Plusieurs arrêtés ont été pris par la mairie à partir de 2020 pour sommer le propriétaire de procéder aux travaux nécessaires, sans que cela ne soit jamais respecté. « Il achetait toujours plus et laissait se dégrader », tempête Me Mendes Constante. Les experts ont ainsi constaté l’usage de sanitaires communs à trois logements, l’absence de chauffage, de point d’eau ou encore de système de ventilation.

Qui sont les victimes ?

Les locataires étaient souvent des personnes pauvres et sans-papiers. « Les locataires sont assez précaires, résume Me Aurélien Leroux. Ils sont de nationalité étrangère en général, demandeurs d’asile. Ils n’ont pas de solutions de logement quand ils arrivent à Marseille. Et c’est soit la rue, soit ils essaient de trouver un logement, avec parfois l’aide de leur communauté. Mes clients sont d’origine nigériane, comorienne ou algérienne. Et ils se retrouvent logés dans des conditions indignes par le bouche-à-oreille. Certains vivent d’ailleurs toujours dans ces immeubles, avec des enfants en bas âge. »

La présence de ces locataires à l’audience n’est pas une certitude à l’heure où ces lignes sont écrites. « Ce serait une grande victoire si elles viennent lundi, espère l’avocat. Elles pourraient être entendues, ce qui est une très bonne chose. Mais certaines ont peur de faire face à Monsieur Gallas, quand d’autres sont dans une situation administrative complexe. Ce sont des gens qui ressentent aussi un mélange d’un peu de peur et de honte de leurs conditions de vie. »

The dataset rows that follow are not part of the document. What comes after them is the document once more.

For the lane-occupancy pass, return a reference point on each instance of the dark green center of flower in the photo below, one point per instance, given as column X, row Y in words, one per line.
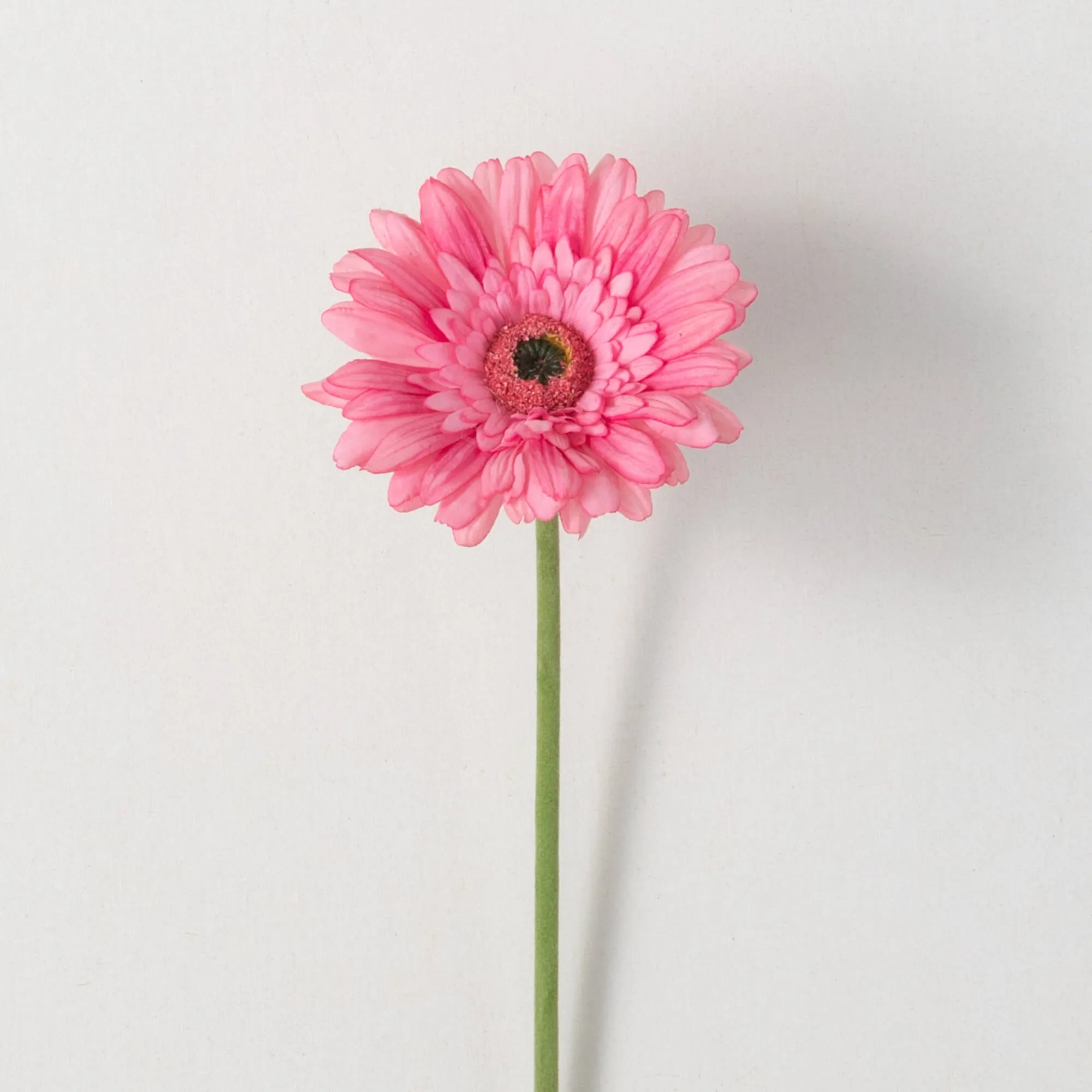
column 540, row 359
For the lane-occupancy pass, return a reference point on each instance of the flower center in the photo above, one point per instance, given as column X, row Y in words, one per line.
column 539, row 364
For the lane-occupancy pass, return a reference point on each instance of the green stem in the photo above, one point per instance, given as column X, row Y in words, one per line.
column 548, row 794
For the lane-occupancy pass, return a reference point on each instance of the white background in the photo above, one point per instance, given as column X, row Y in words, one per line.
column 267, row 745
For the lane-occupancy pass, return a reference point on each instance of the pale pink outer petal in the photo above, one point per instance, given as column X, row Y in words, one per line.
column 452, row 227
column 478, row 529
column 632, row 454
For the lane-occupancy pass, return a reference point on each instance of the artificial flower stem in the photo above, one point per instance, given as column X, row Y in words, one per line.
column 548, row 799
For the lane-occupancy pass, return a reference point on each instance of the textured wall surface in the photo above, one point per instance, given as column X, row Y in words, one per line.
column 266, row 745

La ville de Marseille s’est de son côté constituée partie civile au titre du préjudice moral et du préjudice financier engendré par l’emploi d’agents, d’expertises et de travaux dans ce dossier. Son avocat réclame un total de 51.154 euros.

Qui sont les prévenus ?

Le principal prévenu est un ancien policier qui connaissait bien les sans-papiers et leurs problématiques, pour avoir été affecté dans un centre de rétention administrative. « Il a une personnalité qui interroge, note Me Mendes Constante. C’est un personnage atypique. Un élément du dossier laisse apparaître qu’il avait un projet de livre, un manuel sur comment développer des affaires dans l’immobilier avec une méthode appliquée pour le maximum d’investissements possibles. »

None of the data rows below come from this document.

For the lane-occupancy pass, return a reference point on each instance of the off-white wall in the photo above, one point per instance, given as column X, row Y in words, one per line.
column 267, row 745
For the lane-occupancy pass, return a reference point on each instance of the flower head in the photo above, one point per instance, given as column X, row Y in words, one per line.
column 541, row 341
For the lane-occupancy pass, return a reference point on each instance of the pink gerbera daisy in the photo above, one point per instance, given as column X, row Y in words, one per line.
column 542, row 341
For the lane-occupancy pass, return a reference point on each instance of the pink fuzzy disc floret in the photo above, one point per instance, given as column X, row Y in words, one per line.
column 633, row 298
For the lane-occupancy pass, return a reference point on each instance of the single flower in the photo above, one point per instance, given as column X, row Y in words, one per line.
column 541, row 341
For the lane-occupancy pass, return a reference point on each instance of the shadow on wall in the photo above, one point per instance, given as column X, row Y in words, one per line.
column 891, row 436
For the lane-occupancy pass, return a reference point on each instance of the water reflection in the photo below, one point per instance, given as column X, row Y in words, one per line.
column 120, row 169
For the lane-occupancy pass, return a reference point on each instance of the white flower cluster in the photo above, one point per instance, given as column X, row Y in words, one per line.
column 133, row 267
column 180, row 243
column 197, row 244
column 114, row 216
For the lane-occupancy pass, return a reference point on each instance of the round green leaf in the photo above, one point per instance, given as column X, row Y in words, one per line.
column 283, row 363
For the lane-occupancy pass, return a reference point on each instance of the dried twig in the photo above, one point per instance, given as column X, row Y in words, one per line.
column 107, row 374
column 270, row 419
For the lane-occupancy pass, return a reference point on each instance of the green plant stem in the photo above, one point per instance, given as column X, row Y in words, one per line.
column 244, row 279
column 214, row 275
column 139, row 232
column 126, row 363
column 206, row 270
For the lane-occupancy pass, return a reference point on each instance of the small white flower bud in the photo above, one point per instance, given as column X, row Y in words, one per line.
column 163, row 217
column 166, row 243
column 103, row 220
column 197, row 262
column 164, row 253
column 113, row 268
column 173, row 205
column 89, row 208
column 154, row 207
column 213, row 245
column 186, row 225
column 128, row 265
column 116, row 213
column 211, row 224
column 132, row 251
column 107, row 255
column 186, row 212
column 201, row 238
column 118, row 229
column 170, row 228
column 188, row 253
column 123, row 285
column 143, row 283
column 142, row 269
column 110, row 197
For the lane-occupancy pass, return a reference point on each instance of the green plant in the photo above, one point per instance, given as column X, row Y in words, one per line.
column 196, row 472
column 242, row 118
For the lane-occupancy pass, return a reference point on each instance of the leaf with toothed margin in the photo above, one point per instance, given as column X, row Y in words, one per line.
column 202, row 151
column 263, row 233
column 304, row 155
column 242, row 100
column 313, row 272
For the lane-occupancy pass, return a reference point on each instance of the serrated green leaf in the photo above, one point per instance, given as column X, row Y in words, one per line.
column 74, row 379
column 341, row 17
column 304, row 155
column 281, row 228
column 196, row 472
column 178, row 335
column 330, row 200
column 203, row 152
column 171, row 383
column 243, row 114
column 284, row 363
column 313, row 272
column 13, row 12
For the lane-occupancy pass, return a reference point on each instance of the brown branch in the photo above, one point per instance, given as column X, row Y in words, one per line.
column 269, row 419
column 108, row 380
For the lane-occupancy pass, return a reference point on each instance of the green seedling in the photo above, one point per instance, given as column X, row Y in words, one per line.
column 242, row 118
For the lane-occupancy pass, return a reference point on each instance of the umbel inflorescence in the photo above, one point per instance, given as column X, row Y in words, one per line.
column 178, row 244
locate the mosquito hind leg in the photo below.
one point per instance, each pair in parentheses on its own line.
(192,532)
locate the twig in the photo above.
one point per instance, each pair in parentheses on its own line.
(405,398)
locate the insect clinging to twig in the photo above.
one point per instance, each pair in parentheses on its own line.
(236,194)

Dans ce livre inachevé, Gérard Gallas se présentait comme « un excellent et puissant homme d’affaires multimillionnaire », un « véritable génie », « à la tête d’un puissant empire dans l’immobilier, une redoutable machine de guerre. » En dix ans, il aurait investi près de 3,5 millions d’euros, selon l’avocat de la mairie. « Ce qui ressort du dossier, c’est qu’il a l’air sans foi ni loi, et très localisé sur le fait de faire fortune, devenir riche, avec un objectif affiché d’être rentier », tance Me Leroux. Contacté, son avocat, Me Frédéric Sanchez, a indiqué que son client ne ferait aucune déclaration avant l’audience.

Un autre prévenu est appelé à la barre à partir de ce lundi. Il s’agit de Faissoili A., présenté comme un homme de main employé par Gérard Gallas pour recruter des locataires et encaisser les loyers. « Mes clients m’ont rapporté des bagarres avec des gros bras qui venaient les menacer s’ils ne payaient pas les loyers », affirme Me Aurélien Leroux. Le procès doit se dérouler à la caserne du Muy jusqu’au 16 novembre.